Little Suzie raises her hand.

Suzie: “I live on a farm and we have a chicken that laid 12 eggs, we were excited to have 12 more chickens but only 6 of them hatched.”

Teacher: “That’s a good story, now what is the moral?”

Suzie: “Don’t count your chickens before they are hatched.”

Teacher: “Very good Suzie, anyone else?”

Ralphie: “Yes teacher, I was carrying some eggs I bought for my mom in my bicycle basket one day and I crashed my bike and all the eggs broke.”

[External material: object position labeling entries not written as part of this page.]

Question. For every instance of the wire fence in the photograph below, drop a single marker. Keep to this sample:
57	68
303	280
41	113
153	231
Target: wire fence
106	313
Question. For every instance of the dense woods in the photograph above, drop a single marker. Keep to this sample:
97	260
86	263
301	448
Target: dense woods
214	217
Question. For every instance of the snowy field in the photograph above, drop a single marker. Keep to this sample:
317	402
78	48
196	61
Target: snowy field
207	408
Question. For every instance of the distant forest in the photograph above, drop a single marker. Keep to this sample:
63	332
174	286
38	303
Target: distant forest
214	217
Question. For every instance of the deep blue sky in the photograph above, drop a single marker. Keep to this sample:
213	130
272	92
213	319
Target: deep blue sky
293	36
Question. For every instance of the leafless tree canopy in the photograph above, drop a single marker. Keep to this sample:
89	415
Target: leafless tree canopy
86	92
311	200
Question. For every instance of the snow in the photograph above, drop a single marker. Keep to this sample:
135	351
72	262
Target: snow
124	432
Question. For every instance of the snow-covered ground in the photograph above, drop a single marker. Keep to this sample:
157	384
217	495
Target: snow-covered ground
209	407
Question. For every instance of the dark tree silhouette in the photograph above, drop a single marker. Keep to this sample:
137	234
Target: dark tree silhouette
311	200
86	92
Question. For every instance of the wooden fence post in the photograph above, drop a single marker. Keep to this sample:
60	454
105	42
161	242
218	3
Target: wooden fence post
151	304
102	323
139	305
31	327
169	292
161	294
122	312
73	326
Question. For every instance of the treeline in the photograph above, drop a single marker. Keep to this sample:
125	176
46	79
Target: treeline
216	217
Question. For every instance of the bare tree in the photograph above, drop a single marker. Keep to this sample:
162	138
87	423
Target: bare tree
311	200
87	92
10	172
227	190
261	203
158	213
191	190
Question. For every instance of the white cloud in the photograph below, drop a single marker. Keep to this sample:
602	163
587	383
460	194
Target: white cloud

Teacher: “That’s a nice story, what is the moral?”

Ralphie: “Don’t put all your eggs in one basket.”

Teacher: “Very good Ralphie, anyone else?”

Little Johnny: “Yes teacher, my Aunt Karen is in the army and when she was in the Gulf War, she parachuted down with only a gun, 20 bullets, a knife, and a six-pack of beer. On her way down, she drank the six pack. When she landed, she shot 20 Iraqis and killed ten of them with her knife.”

Teacher: “Very interesting, Johnny, what is the moral to your story?”

Little Johnny: “Don’t fuck with Aunt Karen when she’s drunk.”